Dans certains postes, surtout ceux en contact direct avec le public, il peut être compliqué d’arborer des tatouages sur le visage ou sur les mains, même s’ils sont réussis. La culture d’entreprise joue un grand rôle dans la perception du tatouage : vous verrez plus souvent des artistes exhibant fièrement leurs pièces d’encre que des hommes d’affaires ou politiques tatoués.

Que faire en cas de désaccord avec mon employeur ?

Chaque situation étant différente, elles doivent être étudiées au cas par cas.

D’après les informations données dans cet article, pensez-vous respecter le règlement intérieur de votre entreprise, et ne pas afficher de tatouage choquant ou provocant ? Si rien ne vous empêche légalement d’être tatoué pour remplir vos fonctions sur votre lieu de travail et que votre tatouage n’est ni osé, ni gênant, ni trop imposant… Vous devez en discuter avec votre patron.

S’il existe des cas pour lesquels le juge a validé le licenciement (notamment un salarié en blouse blanche qui portait un bermuda en dessous et refusait de l’enlever, une salariée portant un chemisier transparent laissant voir sa poitrine ou encore un employé d’une agence immobilière qui travaillait en jogging), votre employeur doit pouvoir prouver et expliquer les raisons de votre renvoi de l’entreprise.
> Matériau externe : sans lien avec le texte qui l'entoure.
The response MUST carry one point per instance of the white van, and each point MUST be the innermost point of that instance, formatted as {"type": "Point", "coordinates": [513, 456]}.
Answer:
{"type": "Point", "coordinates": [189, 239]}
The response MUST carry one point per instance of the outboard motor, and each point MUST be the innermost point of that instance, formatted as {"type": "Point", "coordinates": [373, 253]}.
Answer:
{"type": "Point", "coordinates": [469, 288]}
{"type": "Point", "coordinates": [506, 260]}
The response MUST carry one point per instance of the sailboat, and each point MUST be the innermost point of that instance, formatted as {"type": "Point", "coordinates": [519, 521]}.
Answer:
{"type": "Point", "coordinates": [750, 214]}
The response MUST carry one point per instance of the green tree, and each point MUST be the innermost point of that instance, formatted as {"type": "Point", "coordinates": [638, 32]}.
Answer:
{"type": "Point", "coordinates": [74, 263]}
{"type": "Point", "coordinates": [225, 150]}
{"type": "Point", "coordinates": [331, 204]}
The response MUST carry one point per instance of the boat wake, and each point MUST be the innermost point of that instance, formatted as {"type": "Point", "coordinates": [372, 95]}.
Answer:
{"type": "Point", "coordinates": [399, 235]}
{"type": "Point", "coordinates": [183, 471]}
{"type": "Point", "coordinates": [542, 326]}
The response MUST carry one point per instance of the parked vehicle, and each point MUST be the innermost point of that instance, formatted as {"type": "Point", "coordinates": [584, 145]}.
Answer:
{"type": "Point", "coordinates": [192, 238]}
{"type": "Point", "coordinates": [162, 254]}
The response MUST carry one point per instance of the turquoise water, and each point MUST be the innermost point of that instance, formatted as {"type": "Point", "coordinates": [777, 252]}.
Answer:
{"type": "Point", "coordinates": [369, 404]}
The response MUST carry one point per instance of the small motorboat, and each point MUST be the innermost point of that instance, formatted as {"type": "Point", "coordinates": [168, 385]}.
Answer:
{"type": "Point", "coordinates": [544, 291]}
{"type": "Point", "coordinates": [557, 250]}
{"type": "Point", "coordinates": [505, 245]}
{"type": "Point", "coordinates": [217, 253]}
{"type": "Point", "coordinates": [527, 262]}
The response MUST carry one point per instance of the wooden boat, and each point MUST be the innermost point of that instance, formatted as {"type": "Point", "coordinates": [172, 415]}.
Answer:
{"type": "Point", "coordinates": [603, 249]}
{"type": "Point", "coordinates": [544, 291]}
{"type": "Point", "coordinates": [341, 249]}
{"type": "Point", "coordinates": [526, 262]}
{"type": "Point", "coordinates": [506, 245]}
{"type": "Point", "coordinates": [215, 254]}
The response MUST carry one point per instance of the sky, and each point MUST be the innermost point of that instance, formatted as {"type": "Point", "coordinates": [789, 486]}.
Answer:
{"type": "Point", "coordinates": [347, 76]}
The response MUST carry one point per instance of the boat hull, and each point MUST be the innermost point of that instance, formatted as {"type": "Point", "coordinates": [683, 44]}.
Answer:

L’inspecteur du travail étant informé des différents règlements intérieurs et de leurs clauses prend donc en compte toutes les caractéristiques pour donner son rapport, et saurait vous dire si vous êtes dans votre bon droit ou non.

Mot de la fin

Quoiqu’il en soit, les tatouages ne sont pas perçus par tous de la même façon. En respectant le règlement intérieur de votre entreprise (que vous avez accepté lors de votre embauche) et en n’ayant aucun tatouage grossier ou choquant, vous n’avez que peu de chances de vous faire licencier pour cette raison.